The penalties, however, for not trying to increase the level of scientific rigor of science reporting is the credulous reporting of pseudoscience. One such example is a story about vaccines and autism that appeared on a local Oklahoma City newscast. (Hat tip: ERV.)Note how, although a physician presenting the scientific consensus that vaccines don’t cause autism is allowed to present his point of view, he is presented on at best equal footing with the anecdote of the parents blaming vaccines for their son’s autism and one Dr. Delmar Geen arguing that vaccines do cause autism. Meanwhile, the story uses a graphic, figures, and claims of “toxins” in vaccines straight out of last week’s Generation Rescue ad. Folks, medical reporting doesn’t get any worse than this, and antivaccinationists are already gloating over it, with J.B. Handley himself pleased as punch that the story parroted the Generation Rescue ad that ran in USA Today last week.

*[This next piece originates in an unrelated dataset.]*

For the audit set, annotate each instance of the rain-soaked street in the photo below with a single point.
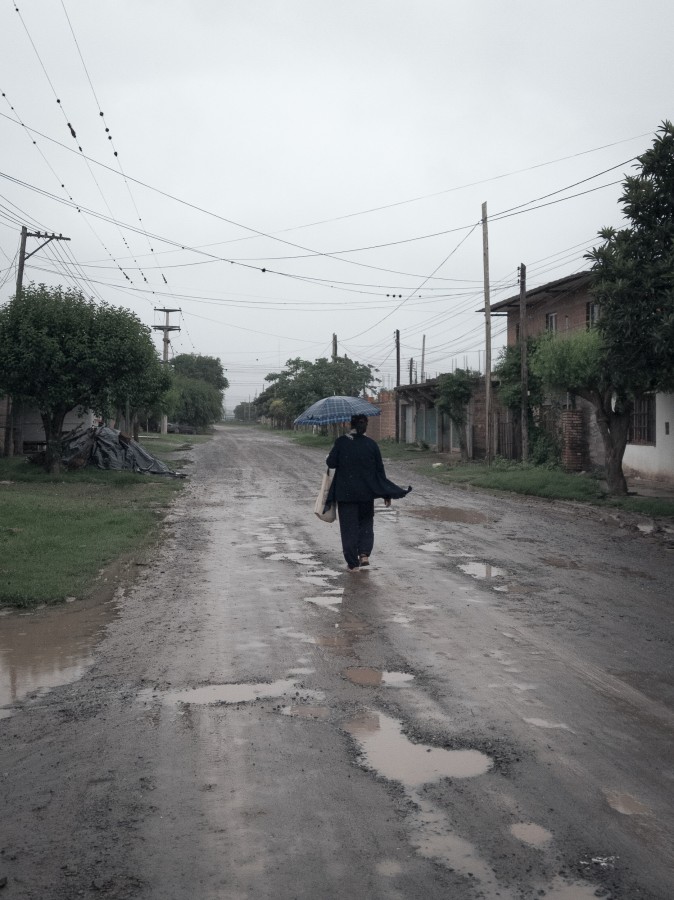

So what can we as scientists do to avoid such debacles? Clearly one thing is to be available to the media when they call. Another is to avoid letting fear of seeming dogmatic keep us from pointing out in no uncertain terms when science definitely does not support a fringe viewpoint. Finally, we need to make our voices heard when we see examples of such egregious reporting, be it through letters to the editor, letters to producers of newscasts like the one above, and even phone calls. Blogs, too, are a great way of deconstructing bad science reporting. We have to remember that advocates of pseudoscience are not silent. Mark Blaxill, for instance, is most unhappy at Hoyt’s article and has written a whining complaint to Hoyt about how unfair the NYT is being to his viewpoint, how many “scientists” support the view that vaccines cause autism, and how advocates are being included on important government panels investigating autism. (I told you that the mercury militia would use this to its advantage.)
Sadly, pseudoscientists never rest when it comes to getting their message to the public, and we as scientists cannot afford not to do the same anymore.